DOJ monitors will also go to Richland County in South Carolina, which includes Columbia. Two Democratic state senators in South Carolina —Dick Harpootlian and Darrell Jackson — condemned the DOJ plan to send personnel to the counties, charging that it was “a blatant and despicable effort by Donald Trump and (Attorney General) Bill Barr to use federal power to intimidate Black and minority voters.”
But the department’s Civil Rights Division has regularly monitored elections around the country since the Voting Rights Act was passed in 1965 to end widespread denial of voting rights of African-Americans in the South.
“Our federal laws protect the right of all American citizens to vote without suffering discrimination, intimidation, and harassment,” said Eric S. Dreiband, Assistant Attorney General for the Civil Rights Division, in a statement Monday. “The work of the Civil Rights Division around each federal general election is a continuation of its historical mission to ensure that all of our citizens can freely exercise this most fundamental American right.”On Election Day 2016, during the Obama administration, DOJ monitors went to five N.C. counties, according to a report by N.C. Policy Watch. The counties then were Mecklenburg, Wake, Forsyth, Cumberland and Robeson.

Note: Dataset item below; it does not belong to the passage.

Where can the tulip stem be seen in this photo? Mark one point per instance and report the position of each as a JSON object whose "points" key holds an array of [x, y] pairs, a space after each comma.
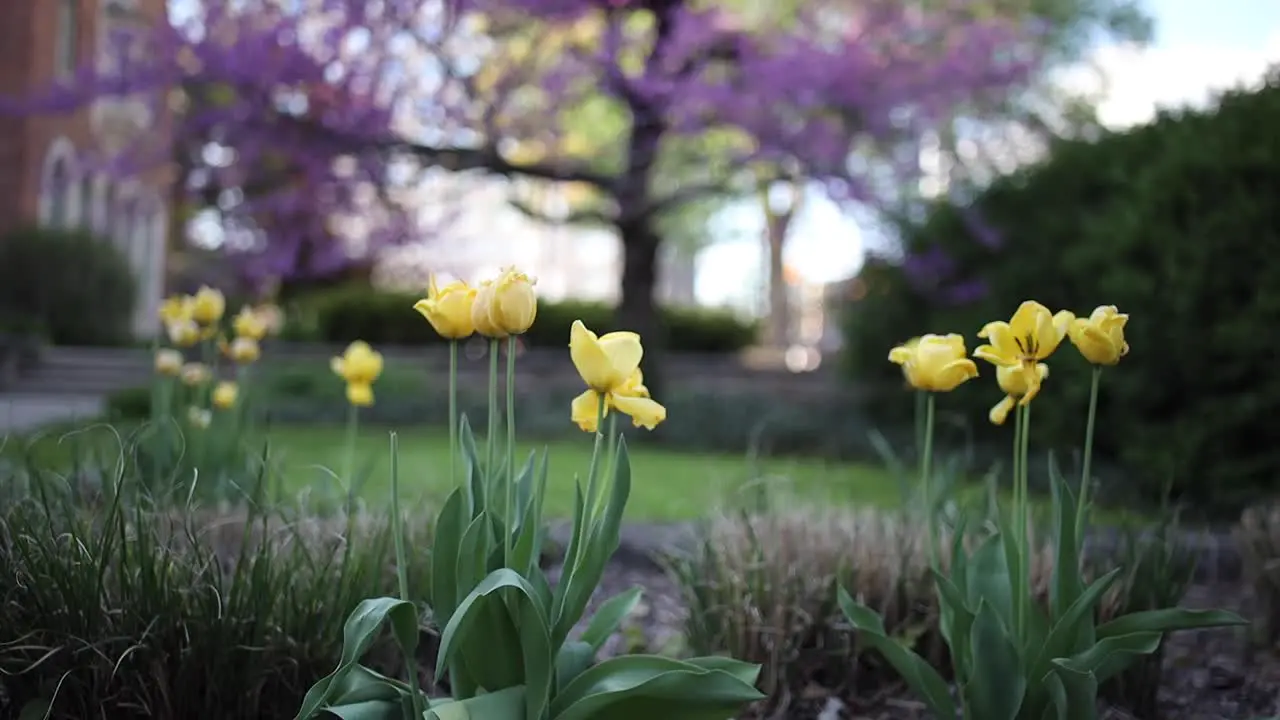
{"points": [[510, 502], [927, 478], [1086, 475]]}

The department said its personnel will be available on Tuesday to receive any complaints about possible violations of the federal voting rights laws. Persons can call 800-253-3931 or file a complaint form at https://civilrights.justice.gov/
Amid increased worries this year about possible violence or disruptions at polling places, the department said in its announcement that complaints about any such occurrences should first be reported to local election officials and police, then to the DOJ.
Last week, the department’s Criminal Division announced that it would continue to enforce federal laws that prohibit election fraud, including “destruction of ballots, vote-buying, multiple voting, submission of fraudulent ballots or registrations, and alteration of votes, and malfeasance by postal or election officials and employees.”
Ahead of Tuesday’s election, President Donald Trump has made unsubstantiated charges that the great increase in absentee ballots during this COVID-19 pandemic will result in fraud.